This time last year I had been looking at all the websites, like Woot.com and eBay - hoping to save a bit of the long green on my Christmas shopping. This year the Black Friday ads have been popping up in my phone for a month, at least! There are some good deals, if you're in the market for televisions and other electronics. I'm not in that market and I'm hoping nobody else in the immediate gift giving range is, either. With the economy in such bad shape, I've got a feeling the retail stores aren't going to have such a banner year as they hope.
I want coupons and sales that cut prices to the bare bones.
I can't shop though, until I take myself into the bank and renew that little piece of plastic we use at the ATM and most other points of sale. When did cool cash disappear? I haven't seen the inside of my checkbook in such a long time. Groceries? Swipe that card. Clothing and shoes? Swipe, swipe. If I don't take a minute to see my banker, the likelihood is that we'll be spending Thanksgiving day with our daughter in Alabama and using the checkbook exclusively to pay our way.

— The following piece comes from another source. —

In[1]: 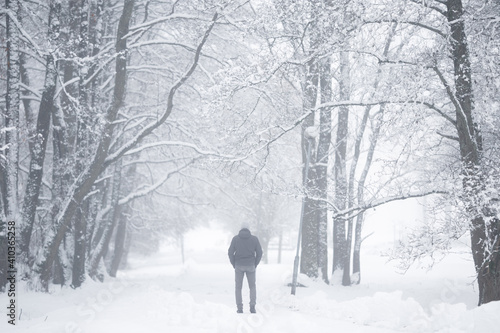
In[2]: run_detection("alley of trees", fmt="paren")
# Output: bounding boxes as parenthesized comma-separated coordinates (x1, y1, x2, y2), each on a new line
(1, 0, 500, 306)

We have plans to do the Black Friday Shopping while we're out there. We will be using some of our traditional family moves. You know, wake up and squint at the clock. Say in a disbelieving voice, "Are we really going shopping at this time of the morning?" Wait for the voice of reason to say, "Of course not, Mama, go back to sleep."
And the voice of reason will have taken the morning off! My sweet daughter in Alabama will insist that I rouse myself and hurriedly dress so we can get to the sale before all the good stuff is gone. Which I will do, with mutterings and gnashing of teeth. Possibly there will be bumping of knees, in the dark.
Returning home to her apartment, shopping completed - I'm sure we will feel virtuous and pleased with the savings we have amassed. I'm sure as well that I will forget that I have driven 300-plus miles to stand in the cold and dark with a couple of hundred fellow bargain hunters. At that point in time, however - my idea of a swell Christmas gift will probably be a couple of Tylenol and an hour off my feet. I really need to update my card. Tomorrow.